All corpora are synthetic. The 120 base entries were hand-written. The background entries at larger scales were generated by gemma3:1b. Both behave differently than organic entries accumulated over months of actual use. The distance distributions may shift with a production corpus.

One embedding model: nomic-embed-text with 768 dimensions. A different model would produce different distance distributions. The threshold is configurable via environment variable for this reason.

Ground truth is binary — relevant or not, defined at the cluster level. An entry in the “SQL and database design patterns” cluster might be marginally relevant to a query about “error handling” if it describes a SQL error. The experiment cannot capture degrees of relevance.

The sensitivity experiment’s background entries are topically diverse but structurally uniform — short factual notes generated by the same model with the same prompt pattern. Real corpora have more structural variety (different lengths, formats, writing styles), which could affect distance distributions in ways this experiment does not capture.

The negative queries were chosen to have zero connection to the corpus. Real-world negative queries are more subtle — a topic slightly adjacent, not hydroelectric power. The threshold’s behavior on near-miss queries is untested.

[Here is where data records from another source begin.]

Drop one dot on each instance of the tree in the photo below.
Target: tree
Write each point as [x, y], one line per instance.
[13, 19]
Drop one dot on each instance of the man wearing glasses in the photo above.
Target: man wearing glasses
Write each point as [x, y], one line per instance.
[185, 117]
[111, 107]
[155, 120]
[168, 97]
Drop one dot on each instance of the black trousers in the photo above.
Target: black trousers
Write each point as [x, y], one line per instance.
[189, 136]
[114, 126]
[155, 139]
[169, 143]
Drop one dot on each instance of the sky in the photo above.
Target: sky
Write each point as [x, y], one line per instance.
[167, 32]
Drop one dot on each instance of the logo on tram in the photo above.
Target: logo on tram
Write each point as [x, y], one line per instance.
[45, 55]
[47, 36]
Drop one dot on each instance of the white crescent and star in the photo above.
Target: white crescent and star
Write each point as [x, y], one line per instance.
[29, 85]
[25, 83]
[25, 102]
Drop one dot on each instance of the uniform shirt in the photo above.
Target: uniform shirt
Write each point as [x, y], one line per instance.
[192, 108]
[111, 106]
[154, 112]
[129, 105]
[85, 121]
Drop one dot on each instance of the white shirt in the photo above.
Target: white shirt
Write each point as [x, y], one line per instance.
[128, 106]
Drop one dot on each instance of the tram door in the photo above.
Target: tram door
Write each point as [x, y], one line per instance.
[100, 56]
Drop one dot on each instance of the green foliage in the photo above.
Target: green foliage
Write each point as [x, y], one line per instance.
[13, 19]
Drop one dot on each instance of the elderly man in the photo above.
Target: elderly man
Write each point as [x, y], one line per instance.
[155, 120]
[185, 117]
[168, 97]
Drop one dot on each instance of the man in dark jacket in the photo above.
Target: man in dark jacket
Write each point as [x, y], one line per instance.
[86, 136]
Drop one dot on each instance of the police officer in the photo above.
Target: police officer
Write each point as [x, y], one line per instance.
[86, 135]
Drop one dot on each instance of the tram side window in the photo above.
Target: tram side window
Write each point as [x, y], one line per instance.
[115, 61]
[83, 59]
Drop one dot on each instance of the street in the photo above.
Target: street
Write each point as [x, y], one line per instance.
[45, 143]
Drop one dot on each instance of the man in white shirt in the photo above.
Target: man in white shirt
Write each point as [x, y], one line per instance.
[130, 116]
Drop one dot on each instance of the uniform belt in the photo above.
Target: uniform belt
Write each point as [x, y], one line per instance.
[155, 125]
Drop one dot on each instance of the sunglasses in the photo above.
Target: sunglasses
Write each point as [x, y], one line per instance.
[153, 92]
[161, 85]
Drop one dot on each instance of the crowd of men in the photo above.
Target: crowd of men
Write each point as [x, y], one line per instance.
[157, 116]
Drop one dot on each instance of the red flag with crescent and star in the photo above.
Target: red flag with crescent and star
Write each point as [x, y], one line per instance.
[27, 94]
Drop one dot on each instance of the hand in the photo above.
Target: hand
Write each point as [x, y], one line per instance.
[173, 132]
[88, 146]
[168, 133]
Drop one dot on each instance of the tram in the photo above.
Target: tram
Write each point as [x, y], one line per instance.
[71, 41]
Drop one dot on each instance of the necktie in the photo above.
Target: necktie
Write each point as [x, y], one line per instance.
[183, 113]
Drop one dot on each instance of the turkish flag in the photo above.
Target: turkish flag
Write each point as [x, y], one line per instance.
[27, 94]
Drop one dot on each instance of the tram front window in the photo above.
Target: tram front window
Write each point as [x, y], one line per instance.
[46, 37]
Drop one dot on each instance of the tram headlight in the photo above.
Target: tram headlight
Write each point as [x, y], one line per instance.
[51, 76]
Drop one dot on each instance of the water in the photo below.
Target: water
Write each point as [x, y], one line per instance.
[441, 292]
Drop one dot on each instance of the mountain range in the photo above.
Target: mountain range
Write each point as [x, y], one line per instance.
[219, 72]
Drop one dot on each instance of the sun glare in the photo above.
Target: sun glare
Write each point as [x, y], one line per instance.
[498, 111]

The largest scale tested is 10,000 entries. The trend — negative nearest-neighbor distances dropping monotonically with corpus size — shows no sign of leveling off. At 100,000, the problem would likely be worse.

Next

Static thresholds do not scale. The 0.50 cosine cutoff shipped in crib catches the worst false positives in a small corpus, but the sensitivity experiment shows it fails at 10,000 entries. Filtering vector results by relevance is a known problem in retrieval systems. The next step is surveying the existing approaches.